Ticket Alerting definitions

annotation	description	example
labels	Labels are the Prometheus labels for the specific alert. For example can be useful to route the Page alert to specific Slack channel.	@sloth.alerting.ticket labels severity critical
annotations	Annotations are the Prometheus annotations for the specific alert.	@sloth.alerting.ticket annotations tier application

Examples

Basic usage - Generate Sloth definitions using go:generate

The following example shows how to use go:generate to generate Sloth definitions from in code annotations.

metrics.go

    // @sloth service chatgpt
    var (
        // @sloth.slo name chat-gpt-availability
        // @sloth.slo objective 95.0
        // @sloth.sli error_query sum(rate(tenant_failed_login_operations_total{client="chat-gpt"}[{{.window}}])) OR on() vector(0)
        // @sloth.sli total_query sum(rate(tenant_login_operations_total{client="chat-gpt"}[{{.window}}]))
        // @sloth.slo description 95% of logins to the chat-gpt app should be successful.
        // @sloth.alerting name ChatGPTAvailability
        metricGaugeCertInventoryProcessingMessages = prometheus.NewGauge(
            prometheus.GaugeOpts{
                Namespace: "chatgpt",
                Subsystem: "auth0",
                Name:      "tenant_login_operations_total",
            })
        tenantFailedLogins = prometheus.NewCounter(
            prometheus.CounterOpts{
            Namespace: "chatgpt",
            Subsystem: "auth0",
            Name:      "tenant_failed_login_operations_total",
        })
    )

main.go

//go:generate slotalk init

package main

import (
)

// @sloth service chatgpt
func main() {
}

Running go generate, will allow the slotalk to walk through the different packages parsing the in code annotations and generate Sloth definitions.

go generate ./...

Result Sloth Definitions.

# Code generated by slotalk: https://github.com/tfadeyi/slotalk.
# DO NOT EDIT.
version: prometheus/v1
service: chatgpt
slos:
    - name: chat-gpt-availability
      description: 95% of logins to the chat-gpt app should be successful.
      objective: 95
      sli:
        events:
            error_query: sum(rate(tenant_failed_login_operations_total{client="chat-gpt"}[{{.window}}])) OR on() vector(0)
            total_query: sum(rate(tenant_login_operations_total{client="chat-gpt"}[{{.window}}]))
      alerting:
        name: ChatGPTAvailability

Basic usage - Generate Prometheus alert groups from code annotations

This example shows how sloth's comments can be added next to the prometheus metrics defined in a metrics.go file.

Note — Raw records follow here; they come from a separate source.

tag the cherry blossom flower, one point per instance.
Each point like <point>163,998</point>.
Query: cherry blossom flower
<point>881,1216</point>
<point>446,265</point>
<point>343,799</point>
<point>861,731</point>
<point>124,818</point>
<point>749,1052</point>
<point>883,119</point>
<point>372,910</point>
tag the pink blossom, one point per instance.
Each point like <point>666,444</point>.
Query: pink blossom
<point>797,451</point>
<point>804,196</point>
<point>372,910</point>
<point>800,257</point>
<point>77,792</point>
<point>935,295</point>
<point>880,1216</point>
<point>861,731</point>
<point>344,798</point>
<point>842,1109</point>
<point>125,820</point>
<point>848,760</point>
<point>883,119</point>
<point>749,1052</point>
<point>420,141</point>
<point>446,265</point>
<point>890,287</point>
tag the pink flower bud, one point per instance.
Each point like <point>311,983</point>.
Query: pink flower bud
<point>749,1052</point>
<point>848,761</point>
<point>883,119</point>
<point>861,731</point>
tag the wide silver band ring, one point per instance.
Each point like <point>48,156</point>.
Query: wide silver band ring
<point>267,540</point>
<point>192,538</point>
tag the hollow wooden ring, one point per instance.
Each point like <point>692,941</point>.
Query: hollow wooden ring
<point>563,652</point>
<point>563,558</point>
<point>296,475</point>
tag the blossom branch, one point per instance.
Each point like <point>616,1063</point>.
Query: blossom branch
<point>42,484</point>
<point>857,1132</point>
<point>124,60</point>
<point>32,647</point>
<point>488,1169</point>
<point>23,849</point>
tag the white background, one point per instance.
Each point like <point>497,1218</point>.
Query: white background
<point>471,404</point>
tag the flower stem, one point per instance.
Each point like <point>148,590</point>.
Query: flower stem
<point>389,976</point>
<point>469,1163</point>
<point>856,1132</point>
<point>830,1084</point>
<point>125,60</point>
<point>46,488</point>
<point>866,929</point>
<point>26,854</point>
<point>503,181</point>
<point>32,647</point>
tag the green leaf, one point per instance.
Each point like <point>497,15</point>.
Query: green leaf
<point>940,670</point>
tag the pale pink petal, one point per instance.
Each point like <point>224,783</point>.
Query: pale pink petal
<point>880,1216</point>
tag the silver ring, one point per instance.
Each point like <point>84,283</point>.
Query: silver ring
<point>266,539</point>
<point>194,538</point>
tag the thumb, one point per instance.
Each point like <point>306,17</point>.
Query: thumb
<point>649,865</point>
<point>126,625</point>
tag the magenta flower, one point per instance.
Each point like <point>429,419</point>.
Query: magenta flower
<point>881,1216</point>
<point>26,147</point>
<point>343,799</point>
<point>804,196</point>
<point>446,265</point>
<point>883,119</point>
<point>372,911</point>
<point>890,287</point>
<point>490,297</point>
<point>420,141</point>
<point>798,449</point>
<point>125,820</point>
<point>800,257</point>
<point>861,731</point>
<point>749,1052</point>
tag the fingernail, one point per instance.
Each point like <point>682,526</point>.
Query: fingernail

    // @sloth service chatgpt
    
    var (
        // @sloth.slo name chat-gpt-availability
        // @sloth.slo objective 95.0
        // @sloth.sli error_query sum(rate(tenant_failed_login_operations_total{client="chat-gpt"}[{{.window}}])) OR on() vector(0)
        // @sloth.sli total_query sum(rate(tenant_login_operations_total{client="chat-gpt"}[{{.window}}]))
        // @sloth.slo description 95% of logins to the chat-gpt app should be successful.
        // @sloth.alerting name ChatGPTAvailability
        metricGaugeCertInventoryProcessingMessages = prometheus.NewGauge(
            prometheus.GaugeOpts{
                Namespace: "chatgpt",
                Subsystem: "auth0",
                Name:      "tenant_login_operations_total",
            })
        tenantFailedLogins = prometheus.NewCounter(
            prometheus.CounterOpts{
            Namespace: "chatgpt",
            Subsystem: "auth0",
            Name:      "tenant_failed_login_operations_total",
        })
    )

Now running the following command from the root of the project.

./slotalk init

This will generate the following sloth definitions being outputted to standard out.

version: prometheus/v1
service: "chatgpt"
slos:
    - name: chat-gpt-availability
      description: 95% of logins to the chat-gpt app should be successful.
      objective: 95
      sli:
        events:
            error_query: sum(rate(tenant_failed_login_operations_total{client="chat-gpt"}[{{.window}}])) OR on() vector(0)
            total_query: sum(rate(tenant_login_operations_total{client="chat-gpt"}[{{.window}}]))
      alerting:
        name: "ChatGPTAvailability"

This specification can then be passed to the Sloth CLI to generate Prometheus alerting groups.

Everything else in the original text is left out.